Shares in Lucas rose 8p on the news before succumbing to profit-taking to end the day 0.5p lower at 213p. Fears that the GM strike - which cost the world's biggest car maker $3bn (pounds 1.8bn) and forced it to shut down 27 of its 29 US plants - could lead to large losses for its UK suppliers had led a number of City analysts to cut their investment and profit forecasts.

However, William Mackie, an analyst with broker Credit Lyonnais Securities, said: "It is encouraging that LucasVarity have capped these costs. I think we'll see some confidence return."

Mayflower said that the strike cut sales by about pounds 1.5m in the first half and would reduce earnings by around pounds 4.5m in the second half. The company maintained that, although GM is one of its major customers, buoyant sales of car and truck parts in Europe had helped to cushion the blow.

Tony Lancelott, an analyst with Albert E Sharp, said: "The GM strike does not seem to have been a major item at all, so there is an element of relief on that score."

The Mayflower announcement came as the company reported a 22 per cent increase in first-half profits to pounds 19.6m on turnover up 11 per cent to pounds 208.2m. The dividend payout increased by 20 per cent to 1.1p per share.

The interim figures came against the background of flat profit growth in the US, one of Mayflower's key markets, where earnings were held back by the strike and the prolonged closure of a major truck maker's production line.

Shares in the company, which backed away from an audacious bid for its bigger rival Vickers last year, fell 6.15 per cent to 206p. The fall was largely due to profit-taking following an 8 per cent rise on Monday in anticipation of the results.

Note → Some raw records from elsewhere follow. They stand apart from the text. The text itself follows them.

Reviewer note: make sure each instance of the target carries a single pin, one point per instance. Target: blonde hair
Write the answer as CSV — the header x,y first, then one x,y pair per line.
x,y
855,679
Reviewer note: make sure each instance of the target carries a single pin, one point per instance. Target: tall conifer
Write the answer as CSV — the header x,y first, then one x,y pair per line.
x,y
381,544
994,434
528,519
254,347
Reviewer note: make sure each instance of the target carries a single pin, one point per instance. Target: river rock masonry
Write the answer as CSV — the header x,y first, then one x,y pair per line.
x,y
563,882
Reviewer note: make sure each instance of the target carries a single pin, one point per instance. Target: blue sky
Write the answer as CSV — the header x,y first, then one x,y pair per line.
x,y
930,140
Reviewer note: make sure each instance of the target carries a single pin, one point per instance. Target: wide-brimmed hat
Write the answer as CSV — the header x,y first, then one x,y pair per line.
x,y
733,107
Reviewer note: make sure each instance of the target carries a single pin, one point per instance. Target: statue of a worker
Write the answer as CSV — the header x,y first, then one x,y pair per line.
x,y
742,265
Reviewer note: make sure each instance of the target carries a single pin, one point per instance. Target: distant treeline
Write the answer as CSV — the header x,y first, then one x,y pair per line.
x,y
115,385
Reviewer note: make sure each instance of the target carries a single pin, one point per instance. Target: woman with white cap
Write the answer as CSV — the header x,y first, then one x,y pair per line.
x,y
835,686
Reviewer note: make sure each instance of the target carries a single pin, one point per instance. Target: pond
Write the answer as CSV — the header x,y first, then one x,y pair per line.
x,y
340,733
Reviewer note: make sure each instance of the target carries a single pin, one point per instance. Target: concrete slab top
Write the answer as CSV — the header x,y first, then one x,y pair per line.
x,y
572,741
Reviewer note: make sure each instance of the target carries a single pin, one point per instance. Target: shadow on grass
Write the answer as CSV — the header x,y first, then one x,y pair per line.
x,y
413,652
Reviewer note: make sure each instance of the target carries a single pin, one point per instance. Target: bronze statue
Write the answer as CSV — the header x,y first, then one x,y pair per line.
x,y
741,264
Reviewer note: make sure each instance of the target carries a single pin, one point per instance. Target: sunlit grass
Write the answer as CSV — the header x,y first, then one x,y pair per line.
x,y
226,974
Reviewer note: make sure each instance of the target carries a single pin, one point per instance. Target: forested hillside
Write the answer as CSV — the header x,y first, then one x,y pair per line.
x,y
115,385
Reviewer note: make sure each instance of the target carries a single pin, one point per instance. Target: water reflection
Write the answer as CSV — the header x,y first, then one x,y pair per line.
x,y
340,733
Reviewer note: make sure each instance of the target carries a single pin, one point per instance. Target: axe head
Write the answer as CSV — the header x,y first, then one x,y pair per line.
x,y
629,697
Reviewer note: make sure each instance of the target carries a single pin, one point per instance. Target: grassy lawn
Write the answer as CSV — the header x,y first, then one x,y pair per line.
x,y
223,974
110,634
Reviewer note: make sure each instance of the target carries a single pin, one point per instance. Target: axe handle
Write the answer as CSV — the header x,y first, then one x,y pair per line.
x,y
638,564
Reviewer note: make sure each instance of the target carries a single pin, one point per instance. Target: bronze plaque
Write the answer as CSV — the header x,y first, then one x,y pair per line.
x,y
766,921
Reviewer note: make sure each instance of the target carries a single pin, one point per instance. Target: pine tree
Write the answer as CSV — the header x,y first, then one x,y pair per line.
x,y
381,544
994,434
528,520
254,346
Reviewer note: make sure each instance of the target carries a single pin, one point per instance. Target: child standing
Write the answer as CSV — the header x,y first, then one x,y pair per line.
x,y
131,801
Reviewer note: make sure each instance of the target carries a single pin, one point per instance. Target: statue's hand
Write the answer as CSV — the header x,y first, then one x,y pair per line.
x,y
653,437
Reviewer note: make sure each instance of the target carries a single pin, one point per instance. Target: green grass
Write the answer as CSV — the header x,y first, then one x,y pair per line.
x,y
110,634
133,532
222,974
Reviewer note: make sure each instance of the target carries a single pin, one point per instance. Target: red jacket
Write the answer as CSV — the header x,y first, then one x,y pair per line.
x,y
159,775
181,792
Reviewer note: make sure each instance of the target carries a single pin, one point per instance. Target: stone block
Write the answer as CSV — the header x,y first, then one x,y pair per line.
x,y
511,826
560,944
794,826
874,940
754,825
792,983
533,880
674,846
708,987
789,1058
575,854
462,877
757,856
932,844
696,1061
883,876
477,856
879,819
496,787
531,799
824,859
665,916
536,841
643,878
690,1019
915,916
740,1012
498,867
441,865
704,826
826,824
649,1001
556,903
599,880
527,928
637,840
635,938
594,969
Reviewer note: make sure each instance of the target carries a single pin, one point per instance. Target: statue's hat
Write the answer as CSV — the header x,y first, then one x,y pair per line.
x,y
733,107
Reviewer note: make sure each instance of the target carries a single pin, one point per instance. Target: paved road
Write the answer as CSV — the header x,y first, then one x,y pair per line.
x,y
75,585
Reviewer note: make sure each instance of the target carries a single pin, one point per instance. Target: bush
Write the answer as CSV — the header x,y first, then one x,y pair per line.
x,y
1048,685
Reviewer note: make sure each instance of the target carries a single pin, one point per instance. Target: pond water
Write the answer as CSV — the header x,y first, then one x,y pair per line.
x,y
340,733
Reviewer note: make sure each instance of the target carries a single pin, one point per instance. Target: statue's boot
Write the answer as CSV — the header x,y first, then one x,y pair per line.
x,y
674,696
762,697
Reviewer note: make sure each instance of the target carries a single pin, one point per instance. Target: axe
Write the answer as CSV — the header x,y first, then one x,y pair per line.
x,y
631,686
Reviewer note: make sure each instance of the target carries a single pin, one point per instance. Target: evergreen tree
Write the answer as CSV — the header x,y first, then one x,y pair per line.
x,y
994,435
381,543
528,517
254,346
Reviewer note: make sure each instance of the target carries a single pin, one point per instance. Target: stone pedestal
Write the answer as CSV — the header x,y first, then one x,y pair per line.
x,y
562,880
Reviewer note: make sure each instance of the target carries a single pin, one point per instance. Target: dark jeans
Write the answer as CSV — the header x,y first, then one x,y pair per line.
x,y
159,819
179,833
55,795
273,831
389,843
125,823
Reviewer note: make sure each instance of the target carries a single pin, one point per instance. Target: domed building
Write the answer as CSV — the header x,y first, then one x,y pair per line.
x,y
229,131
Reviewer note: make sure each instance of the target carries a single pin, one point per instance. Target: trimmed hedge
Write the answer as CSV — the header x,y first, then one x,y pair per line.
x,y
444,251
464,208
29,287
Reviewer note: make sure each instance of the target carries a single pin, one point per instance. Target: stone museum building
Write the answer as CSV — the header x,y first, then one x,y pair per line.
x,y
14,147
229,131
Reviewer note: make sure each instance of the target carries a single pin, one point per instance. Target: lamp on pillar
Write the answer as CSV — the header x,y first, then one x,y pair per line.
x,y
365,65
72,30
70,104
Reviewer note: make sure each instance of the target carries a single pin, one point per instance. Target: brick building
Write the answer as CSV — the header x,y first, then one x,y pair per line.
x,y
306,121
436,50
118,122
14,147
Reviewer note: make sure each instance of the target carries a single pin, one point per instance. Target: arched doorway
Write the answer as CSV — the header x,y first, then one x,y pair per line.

John Simpson, Mayflower chief executive, said: "This is an excellent performance in both profits and sales, particularly when set against the background of the GM strike and the planned three-month shut down of the Freightliner Sterling production line."

However, the company sounded a note of caution on the outlook for the rest of the year when it said that market conditions were "getting tougher".